Les outils facilitent les décisions complexes
Chaleur, électricité, eau propre et récupération des nutriments – si vous souhaitez optimiser l’ensemble d’un système, vous devez prendre en compte de nombreux facteurs. Pour ce faire, vous devez réunir de nombreux intervenants autour de la table. Mais il est également difficile de trouver la meilleure solution d’un point de vue purement technique. Entre autres, l'”outil d’aide à la décision” du projet “AR-HES-B” (traitement des eaux usées pour le stockage d’énergie hybride, l’approvisionnement en énergie et la récupération des ressources) a été utilisé pour évaluer les projets à Gleisdorf et Kapfenberg.
À l’aide des données sur les eaux usées, des scénarios avec différentes technologies peuvent être évalués. L’outil équilibre le carbone, l’azote, le phosphore, le biogaz, la chaleur et l’électricité et permet un bilan économique et écologique dès la conception.
L’exemple de Kapfenberg montre que cela dépend avant tout de la quantité de chaleur vendue. La ligne de chauffage urbain de la station d’épuration au quartier Riverside coûterait un bon 46 000 €. Le calcul de rentabilité semblait déjà bon lorsque la décision d’investissement a été prise à l’été 2020. L’exploitant de la station d’épuration a calculé un revenu de 5 100 €/an de la vente de chaleur à 3 centimes/kWh. A cette époque, la période de récupération était inférieure à dix ans. Si l’on tient compte du fait que le prix du gaz naturel a explosé depuis et que le chauffage urbain gagne ainsi de plus en plus de nouveaux clients, c’est d’autant plus intéressant.

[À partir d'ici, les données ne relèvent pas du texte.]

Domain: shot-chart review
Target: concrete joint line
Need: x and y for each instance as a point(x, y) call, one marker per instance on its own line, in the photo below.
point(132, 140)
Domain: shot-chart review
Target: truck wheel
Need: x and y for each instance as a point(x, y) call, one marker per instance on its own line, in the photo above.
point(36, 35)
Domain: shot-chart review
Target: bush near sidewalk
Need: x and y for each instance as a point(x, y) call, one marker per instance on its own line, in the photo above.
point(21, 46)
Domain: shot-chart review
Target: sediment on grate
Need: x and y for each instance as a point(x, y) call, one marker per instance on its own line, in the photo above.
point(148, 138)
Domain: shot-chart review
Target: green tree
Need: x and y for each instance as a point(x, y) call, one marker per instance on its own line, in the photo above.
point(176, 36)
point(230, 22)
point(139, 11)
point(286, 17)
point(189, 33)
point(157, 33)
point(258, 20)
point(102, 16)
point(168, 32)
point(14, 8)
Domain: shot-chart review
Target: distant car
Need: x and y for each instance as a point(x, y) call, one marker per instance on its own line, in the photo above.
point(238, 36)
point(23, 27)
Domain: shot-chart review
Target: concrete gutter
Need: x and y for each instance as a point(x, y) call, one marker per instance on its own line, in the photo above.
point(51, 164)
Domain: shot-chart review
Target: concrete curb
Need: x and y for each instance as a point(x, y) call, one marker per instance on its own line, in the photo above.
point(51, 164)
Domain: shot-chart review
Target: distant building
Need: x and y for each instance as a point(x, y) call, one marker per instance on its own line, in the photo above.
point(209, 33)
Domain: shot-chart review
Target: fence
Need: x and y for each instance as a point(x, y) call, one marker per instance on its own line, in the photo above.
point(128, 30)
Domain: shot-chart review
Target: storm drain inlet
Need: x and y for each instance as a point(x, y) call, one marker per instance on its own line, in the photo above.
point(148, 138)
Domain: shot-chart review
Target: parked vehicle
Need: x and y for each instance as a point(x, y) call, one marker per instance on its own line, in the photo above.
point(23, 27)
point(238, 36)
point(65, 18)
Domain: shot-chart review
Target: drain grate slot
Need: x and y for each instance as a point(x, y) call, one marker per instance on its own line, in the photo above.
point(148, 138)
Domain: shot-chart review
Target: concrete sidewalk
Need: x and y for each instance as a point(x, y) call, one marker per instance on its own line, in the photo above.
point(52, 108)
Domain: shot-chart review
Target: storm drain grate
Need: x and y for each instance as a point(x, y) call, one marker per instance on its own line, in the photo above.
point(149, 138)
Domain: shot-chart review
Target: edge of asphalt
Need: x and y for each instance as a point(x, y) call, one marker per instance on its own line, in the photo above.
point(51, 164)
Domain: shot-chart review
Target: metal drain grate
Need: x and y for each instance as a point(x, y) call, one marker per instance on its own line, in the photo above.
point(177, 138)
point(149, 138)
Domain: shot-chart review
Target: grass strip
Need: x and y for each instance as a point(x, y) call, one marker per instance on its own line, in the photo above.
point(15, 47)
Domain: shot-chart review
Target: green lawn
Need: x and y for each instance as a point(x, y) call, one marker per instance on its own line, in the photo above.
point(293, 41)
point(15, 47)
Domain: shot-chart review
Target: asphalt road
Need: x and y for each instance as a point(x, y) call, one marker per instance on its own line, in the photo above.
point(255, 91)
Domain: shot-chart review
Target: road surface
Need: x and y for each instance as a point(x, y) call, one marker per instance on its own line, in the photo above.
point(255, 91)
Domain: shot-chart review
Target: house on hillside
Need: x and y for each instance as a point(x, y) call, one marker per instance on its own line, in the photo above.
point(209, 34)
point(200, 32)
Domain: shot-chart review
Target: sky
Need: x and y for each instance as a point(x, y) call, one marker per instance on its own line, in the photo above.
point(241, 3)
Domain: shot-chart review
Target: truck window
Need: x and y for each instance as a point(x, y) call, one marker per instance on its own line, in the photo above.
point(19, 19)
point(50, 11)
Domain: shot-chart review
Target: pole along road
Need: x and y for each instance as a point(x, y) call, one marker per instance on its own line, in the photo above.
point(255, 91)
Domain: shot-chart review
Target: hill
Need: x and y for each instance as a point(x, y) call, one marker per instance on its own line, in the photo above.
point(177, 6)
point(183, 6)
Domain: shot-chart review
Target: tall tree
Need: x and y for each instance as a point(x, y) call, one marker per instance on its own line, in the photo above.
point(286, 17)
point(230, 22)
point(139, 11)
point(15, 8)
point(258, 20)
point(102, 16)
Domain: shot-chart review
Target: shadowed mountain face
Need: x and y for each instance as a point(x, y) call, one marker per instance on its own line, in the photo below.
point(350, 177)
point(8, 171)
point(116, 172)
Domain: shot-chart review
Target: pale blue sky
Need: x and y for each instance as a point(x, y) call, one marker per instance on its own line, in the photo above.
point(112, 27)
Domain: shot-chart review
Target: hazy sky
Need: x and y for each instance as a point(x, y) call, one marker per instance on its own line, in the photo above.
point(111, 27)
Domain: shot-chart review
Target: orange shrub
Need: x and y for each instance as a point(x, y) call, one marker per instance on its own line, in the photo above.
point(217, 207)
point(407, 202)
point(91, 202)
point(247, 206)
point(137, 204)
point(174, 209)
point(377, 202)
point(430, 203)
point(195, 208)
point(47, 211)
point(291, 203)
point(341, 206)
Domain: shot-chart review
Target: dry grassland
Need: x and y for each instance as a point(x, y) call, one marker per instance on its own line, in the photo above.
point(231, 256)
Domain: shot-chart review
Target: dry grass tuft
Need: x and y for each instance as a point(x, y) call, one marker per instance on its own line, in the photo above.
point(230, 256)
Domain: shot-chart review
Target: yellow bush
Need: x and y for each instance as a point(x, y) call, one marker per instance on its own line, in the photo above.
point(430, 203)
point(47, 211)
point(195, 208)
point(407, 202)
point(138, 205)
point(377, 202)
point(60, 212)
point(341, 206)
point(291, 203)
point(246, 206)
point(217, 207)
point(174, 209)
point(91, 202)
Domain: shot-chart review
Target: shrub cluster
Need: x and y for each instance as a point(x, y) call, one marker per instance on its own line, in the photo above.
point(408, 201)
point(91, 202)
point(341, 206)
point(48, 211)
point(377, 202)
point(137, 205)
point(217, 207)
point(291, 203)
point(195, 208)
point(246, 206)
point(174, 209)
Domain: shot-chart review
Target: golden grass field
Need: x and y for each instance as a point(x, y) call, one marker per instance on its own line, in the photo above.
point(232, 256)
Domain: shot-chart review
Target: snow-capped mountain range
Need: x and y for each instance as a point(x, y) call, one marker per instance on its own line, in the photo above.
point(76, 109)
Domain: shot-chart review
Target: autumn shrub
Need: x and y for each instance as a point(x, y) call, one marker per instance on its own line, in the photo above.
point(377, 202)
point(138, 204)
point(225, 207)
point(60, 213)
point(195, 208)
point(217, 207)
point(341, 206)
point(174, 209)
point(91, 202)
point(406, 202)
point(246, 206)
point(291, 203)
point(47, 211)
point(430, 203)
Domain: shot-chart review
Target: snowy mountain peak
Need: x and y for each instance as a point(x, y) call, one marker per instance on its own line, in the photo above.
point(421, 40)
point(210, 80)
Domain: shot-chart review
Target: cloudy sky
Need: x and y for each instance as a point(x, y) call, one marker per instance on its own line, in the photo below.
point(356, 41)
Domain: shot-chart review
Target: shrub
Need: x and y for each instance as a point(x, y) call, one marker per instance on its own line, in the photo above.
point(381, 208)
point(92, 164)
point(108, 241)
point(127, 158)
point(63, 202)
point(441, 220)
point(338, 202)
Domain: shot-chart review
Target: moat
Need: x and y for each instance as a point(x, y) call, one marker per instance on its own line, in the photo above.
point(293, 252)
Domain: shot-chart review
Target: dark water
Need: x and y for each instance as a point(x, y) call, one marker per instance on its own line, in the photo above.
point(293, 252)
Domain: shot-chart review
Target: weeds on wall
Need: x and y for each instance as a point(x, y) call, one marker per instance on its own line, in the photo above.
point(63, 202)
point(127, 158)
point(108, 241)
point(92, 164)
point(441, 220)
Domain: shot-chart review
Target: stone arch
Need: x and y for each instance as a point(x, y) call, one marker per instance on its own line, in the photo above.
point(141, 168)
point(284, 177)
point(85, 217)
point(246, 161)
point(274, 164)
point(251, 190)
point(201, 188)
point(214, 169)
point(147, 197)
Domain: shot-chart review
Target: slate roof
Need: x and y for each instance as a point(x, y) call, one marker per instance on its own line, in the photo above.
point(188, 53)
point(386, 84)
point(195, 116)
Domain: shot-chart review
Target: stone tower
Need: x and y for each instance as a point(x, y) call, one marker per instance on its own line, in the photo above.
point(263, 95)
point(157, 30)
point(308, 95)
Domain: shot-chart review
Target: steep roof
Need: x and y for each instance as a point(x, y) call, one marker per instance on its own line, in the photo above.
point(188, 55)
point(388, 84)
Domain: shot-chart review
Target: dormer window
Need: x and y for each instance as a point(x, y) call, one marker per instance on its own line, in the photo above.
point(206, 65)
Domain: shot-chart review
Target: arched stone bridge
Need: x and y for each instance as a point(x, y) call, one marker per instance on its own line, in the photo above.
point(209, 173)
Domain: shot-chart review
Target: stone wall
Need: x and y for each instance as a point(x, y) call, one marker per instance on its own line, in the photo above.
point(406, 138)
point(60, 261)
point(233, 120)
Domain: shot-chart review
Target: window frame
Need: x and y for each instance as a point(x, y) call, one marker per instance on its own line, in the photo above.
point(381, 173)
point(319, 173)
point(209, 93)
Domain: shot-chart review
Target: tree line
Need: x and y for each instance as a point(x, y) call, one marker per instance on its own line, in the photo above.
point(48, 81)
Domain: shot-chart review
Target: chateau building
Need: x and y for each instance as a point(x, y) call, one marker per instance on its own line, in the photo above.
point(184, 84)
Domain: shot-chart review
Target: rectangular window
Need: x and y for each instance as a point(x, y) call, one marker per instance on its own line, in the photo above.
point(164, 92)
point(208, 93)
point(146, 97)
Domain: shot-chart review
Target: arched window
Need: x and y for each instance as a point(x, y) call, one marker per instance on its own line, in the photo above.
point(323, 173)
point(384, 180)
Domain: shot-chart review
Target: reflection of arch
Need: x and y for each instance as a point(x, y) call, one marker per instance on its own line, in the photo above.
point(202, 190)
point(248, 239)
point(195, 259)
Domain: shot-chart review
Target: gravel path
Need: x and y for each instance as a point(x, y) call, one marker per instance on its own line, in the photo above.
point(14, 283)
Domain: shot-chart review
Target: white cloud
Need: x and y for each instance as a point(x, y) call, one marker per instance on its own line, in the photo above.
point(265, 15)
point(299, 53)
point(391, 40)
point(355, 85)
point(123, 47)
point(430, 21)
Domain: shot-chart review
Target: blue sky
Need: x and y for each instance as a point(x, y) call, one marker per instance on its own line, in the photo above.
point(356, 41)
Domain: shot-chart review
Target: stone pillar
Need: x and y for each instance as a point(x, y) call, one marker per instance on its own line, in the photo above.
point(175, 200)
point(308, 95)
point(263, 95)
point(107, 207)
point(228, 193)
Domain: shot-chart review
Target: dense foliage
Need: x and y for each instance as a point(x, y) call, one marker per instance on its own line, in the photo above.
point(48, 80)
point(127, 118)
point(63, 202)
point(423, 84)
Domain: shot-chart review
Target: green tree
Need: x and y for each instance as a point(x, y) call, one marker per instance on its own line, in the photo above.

Attirant pour les nouveaux consommateurs
Avec la chaleur bon marché et sûre, l’installation de nouveaux consommateurs peut également être attrayante. Les serres, l’aquaculture ou les systèmes de séchage pourraient utiliser la chaleur. Vue de manière globale, la récupération de ressources telles que l’azote gagnera également en importance. De cette façon, les municipalités et les compagnies des eaux peuvent tirer encore plus des eaux usées – non seulement plus d’énergie, mais aussi des matières premières et, en fin de compte, des emplois et des recettes fiscales.